Fear, of course, does not operate alone. It is sustained by lawfare. UK Lawyers for Israel have repeatedly intervened to shut down campus events, and local BDS initiatives. They’ve threatened student unions with legal action under charity law, pressured organisations into cancelling events, and targeted pro-Palestinian campaigns as breaches of the Equality Act. In one case, a SOAS University of London student and comrade of Fight Racism! Fight Imperialism!, Sarah, was reported to the Metropolitan Police by UKLFI, who demanded her arrest and prosecution over a speech she allegedly gave in October 2023. The police complied (arresting her in January 2024) and went on to arrest another SOAS FRFI supporter in March 2025 under the same terrorism legislation. Even flags are deemed threatening. The goal is not just to win legal victories. It’s to exhaust, intimidate and deter.

The crackdown has drawn international condemnation. Gina Romero, the UN special rapporteur on freedom of peaceful assembly, described the situation on UK campuses as “deeply disturbing,” accusing universities of taking “deliberate actions to curtail” students’ rights to protest and organise around Palestine.

“In practice, UKLFI doesn’t need to win cases—only to threaten them.
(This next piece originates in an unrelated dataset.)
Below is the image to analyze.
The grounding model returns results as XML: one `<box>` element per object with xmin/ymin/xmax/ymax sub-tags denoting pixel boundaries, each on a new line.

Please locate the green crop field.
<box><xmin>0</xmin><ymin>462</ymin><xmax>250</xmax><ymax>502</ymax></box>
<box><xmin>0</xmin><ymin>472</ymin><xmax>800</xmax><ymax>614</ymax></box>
Fear alone often achieves the same result.”

The Palestine Solidarity Campaign has also condemned UK Lawyers for Israel for platforming extremist views, accusing the group of inviting a representative of Regavim—an organisation that advocates the violation of international law by promoting Israeli settlement across the entire West Bank. Regavim was founded in 2006 by figures such as Bezalel Smotrich. It actively monitors Palestinian and Bedouin construction in Area C of the West Bank and often pursues legal action to remove or demolish such structures. Critics describe Regavim’s agenda as one of systematic displacement—what some have called ethnic cleansing under the cover of legality.

“It’s not law doing the work. It’s fear. And fear polices speech better than any statute.”

It’s not just the left that has gone silent. Once, even MPs on the centre would have condemned the shooting of those queuing for food, the bombing of UN shelters, destruction of hospitals or the deaths of thousands of children. Now, there’s triangulation, evasive language, or worse, outright denial. Starmer refuses to back a ceasefire. Lammy mouths platitudes about restraint. Ministers speak as if war crimes are unfortunate diplomatic misunderstandings.

Meanwhile, arms continue to flow. The High Court ruled recently that supplying parts for Israeli F-35s does not breach UK export law. Civil servants who object are told to quit. Media coverage (despite moments of clarity) returns inevitably to the cycle of “Israel has the right to defend itself,” followed by silence.

The great irony is that the more powerful the lobbying, the more absurd it is to deny it exists. But that is precisely the trap. To speak of “the Israel lobby” is to risk being labelled antisemitic. And so silence becomes the dominant condition. Fear does the work of censorship. Self-censorship becomes policy. A population that overwhelmingly supports Palestinian rights finds its voice excluded from the institutions that supposedly represent it.

The Israeli historian Ilan Pappé calls it an “aggressive” lobby, one that “eagerly seeks to stamp out narratives of Palestinian dispossession and suffering.” And in Britain, that aggression doesn’t need to shout. The threat of reputational damage is enough to do the work.

Britain doesn’t have a Hill. But it has a dominant class. And on Israel, it has chosen to side with power, not with justice.